Hoofdstuk 4

41 5 1
                                    

Het laatste stuk naar het busje ren ik. De angst en adrenaline zorgt ervoor dat ik niet wil stoppen. Mijn ademhaling gaat onregelmatig en er lopen tranen van mijn ogen. Ondanks dat tot dusver alles is gelukt ben ik bang dat er toch iets fout gaat. 

Zodra ik bij het witte busje ben aangekomen trek ik de deur van de bijrijders kant open en spring naar binnen. Yentl zit al achter het stuur, klaar om op te trekken en weg te scheuren en nog voordat ik zit voel ik het busje al bewegen. Ik hoor hoe de losse steentjes tegen de kant van de auto omhoog vliegen en een hard tikkend geluid veroorzaken. 

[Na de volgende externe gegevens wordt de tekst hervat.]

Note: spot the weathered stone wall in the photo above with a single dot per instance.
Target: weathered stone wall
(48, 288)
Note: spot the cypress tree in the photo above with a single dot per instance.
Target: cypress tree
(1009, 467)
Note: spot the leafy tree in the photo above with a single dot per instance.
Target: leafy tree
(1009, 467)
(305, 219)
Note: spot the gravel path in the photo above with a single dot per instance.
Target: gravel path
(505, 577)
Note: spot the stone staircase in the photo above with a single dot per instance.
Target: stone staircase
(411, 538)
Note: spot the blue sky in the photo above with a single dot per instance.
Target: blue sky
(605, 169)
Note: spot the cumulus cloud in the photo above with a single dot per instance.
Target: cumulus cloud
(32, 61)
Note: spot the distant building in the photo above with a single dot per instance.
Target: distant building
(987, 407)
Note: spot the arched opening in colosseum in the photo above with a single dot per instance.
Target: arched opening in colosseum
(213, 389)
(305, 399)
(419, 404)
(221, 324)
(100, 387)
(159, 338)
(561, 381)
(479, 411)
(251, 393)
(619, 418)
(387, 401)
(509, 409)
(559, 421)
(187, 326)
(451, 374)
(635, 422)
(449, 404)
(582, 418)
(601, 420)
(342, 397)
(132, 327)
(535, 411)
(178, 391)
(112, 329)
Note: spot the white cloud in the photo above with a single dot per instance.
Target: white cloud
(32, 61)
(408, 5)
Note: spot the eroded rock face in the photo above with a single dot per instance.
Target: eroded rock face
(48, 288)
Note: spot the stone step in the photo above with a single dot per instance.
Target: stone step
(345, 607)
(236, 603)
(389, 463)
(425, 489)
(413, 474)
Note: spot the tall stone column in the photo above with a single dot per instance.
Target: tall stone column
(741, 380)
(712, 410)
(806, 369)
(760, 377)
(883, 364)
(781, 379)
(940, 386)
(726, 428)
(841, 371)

'Rustig,' sis ik naar Yentl 'zo worden we alleen maar verdacht.'

Yentl staart me verveelt aan, maar vermindert toch snelheid. Ik laat een diepe zucht ontsnappen en zit voorzichtig achterover. Mijn ademhaling gaat weer regelmatig en het voelt alsof de ketens die me de hele dag al in hun greep houden eindelijk losser gaan zitten. 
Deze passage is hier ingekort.